One major part of the third hypothesis of the study was that there would be no significant
difference in psychological distress among university students with reference to their gender. To
check this difference t-test was used. The result of the present study showed that there is no
significant difference in psychological distress between male and female university students. So
the hypothesis is accepted. This result is similar with other studies such as Robinson,
MacCulloch, & Arentsen (2014); Suarez (2004); Jhanjee (2013); Carroll, Toovey & Gempel
(2006); Stoeckle, Zolo & Davidson (1964); McGarry (2013) and Hains et al. (2014). While on
the other hand the study conducted by Mujeeb & Zubair (2012); Sajeel (2011); Gill, Ahmedi, &
Irfan (2010) and Jabeen (2012) produced the opposite results that there is gender difference in
psychological distress. The results of these studies showed that women experience less resilience
as compared to men. One possible explanation is that there is much difference in environmental
factors in different countries. Secondly, the level of awareness and ability to cope the traumatic
situation is different culturally. Thirdly, the literacy rate also effect the general well being of
individual as it was told that education is a social instrument that guide the future and destiny of
individuals. Fourthly, the equality of gender is a significant factor. In developed cultures the
women are consider equal to men. While on the other hand, in under developing countries the
women emancipation is still a dream. Fifthly, in under developing countries the women are
considering a passive creature to take part in daily affairs. While in developed countries the
women are considering an equal partner in daily life. Last but not least, the ability of resources of
rescue is more in developed countries as compared to under developing countries. So these are
the reasons that are responsible that why the results are different in different countries. There are
may be other reasons that are responsible in this regard. Second part of the third hypothesis of
the present study was that there would be no significant difference in psychological distress
among university students with reference to their domicile. To check this difference t-test was
used. The result of the present study showed that there is no significant difference in
psychological distress between rural and urban university students studying in M.P. So the
hypothesis is accepted. Not a single study was found on psychological distress with reference to
domicile.
CONCLUSION
Mental health of the student population deserves our special attention because not only the
university students have to deal with the academic demands and heavy workloads associated
with pursuing a higher education but they also have to face a wide myriad of personal, academic
and social challenges in this critical and often transitional period of ones life. Society and people
develop higher expectations from them as they can contribute what the society needs. The aim of
the present work was to study the hardiness and psychological distress among university
students. From the analysis of the above data it has been found that there is a fair negative
correlation in hardiness and psychological distress as it has been already mentioned in discussion
that the reasons may be because these two variables are opposite in nature. Thus, it can be
concluded that the university students studying in M. P. who have higher levels of hardiness are
inclined to report lower levels of psychological distress and vice versa.

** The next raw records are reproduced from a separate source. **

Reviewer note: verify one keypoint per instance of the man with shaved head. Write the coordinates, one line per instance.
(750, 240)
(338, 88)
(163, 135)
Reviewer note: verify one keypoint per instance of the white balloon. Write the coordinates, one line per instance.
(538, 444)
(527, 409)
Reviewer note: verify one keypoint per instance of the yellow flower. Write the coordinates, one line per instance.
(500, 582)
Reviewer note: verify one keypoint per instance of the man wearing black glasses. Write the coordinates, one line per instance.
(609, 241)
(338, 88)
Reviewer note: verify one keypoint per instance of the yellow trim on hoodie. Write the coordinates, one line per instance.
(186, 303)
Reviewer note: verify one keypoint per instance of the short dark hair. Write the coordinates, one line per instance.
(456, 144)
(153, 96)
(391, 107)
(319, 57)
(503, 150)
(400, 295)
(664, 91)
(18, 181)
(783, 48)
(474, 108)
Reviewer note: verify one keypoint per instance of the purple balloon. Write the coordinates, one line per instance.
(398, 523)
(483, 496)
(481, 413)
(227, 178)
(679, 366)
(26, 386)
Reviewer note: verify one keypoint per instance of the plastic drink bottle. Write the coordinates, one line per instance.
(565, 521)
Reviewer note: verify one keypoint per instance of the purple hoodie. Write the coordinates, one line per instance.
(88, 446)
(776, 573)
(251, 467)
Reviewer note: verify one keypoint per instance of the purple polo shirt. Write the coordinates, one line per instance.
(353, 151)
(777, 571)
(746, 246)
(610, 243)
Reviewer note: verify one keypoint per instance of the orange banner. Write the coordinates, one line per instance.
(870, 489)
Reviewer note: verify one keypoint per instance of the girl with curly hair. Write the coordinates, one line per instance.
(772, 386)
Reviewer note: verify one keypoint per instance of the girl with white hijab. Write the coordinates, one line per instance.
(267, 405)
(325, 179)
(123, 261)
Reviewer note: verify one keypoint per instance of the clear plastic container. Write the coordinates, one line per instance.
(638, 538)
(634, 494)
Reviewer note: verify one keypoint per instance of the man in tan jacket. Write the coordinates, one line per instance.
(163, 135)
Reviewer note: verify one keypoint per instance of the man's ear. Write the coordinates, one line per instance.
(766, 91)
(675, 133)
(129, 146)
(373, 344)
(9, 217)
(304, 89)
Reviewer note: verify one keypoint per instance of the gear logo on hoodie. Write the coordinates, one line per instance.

It can also be concluded that at the university level there is no gender difference in the levels of
hardiness and psychological distress. Moreover, the university students do not differ in the levels
of hardiness with respect to their domicile. The students belonging to rural areas do not differ in
hardiness with the students of urban areas. In contrast, the rural students have higher levels of
psychological distress than those of the students of urban areas.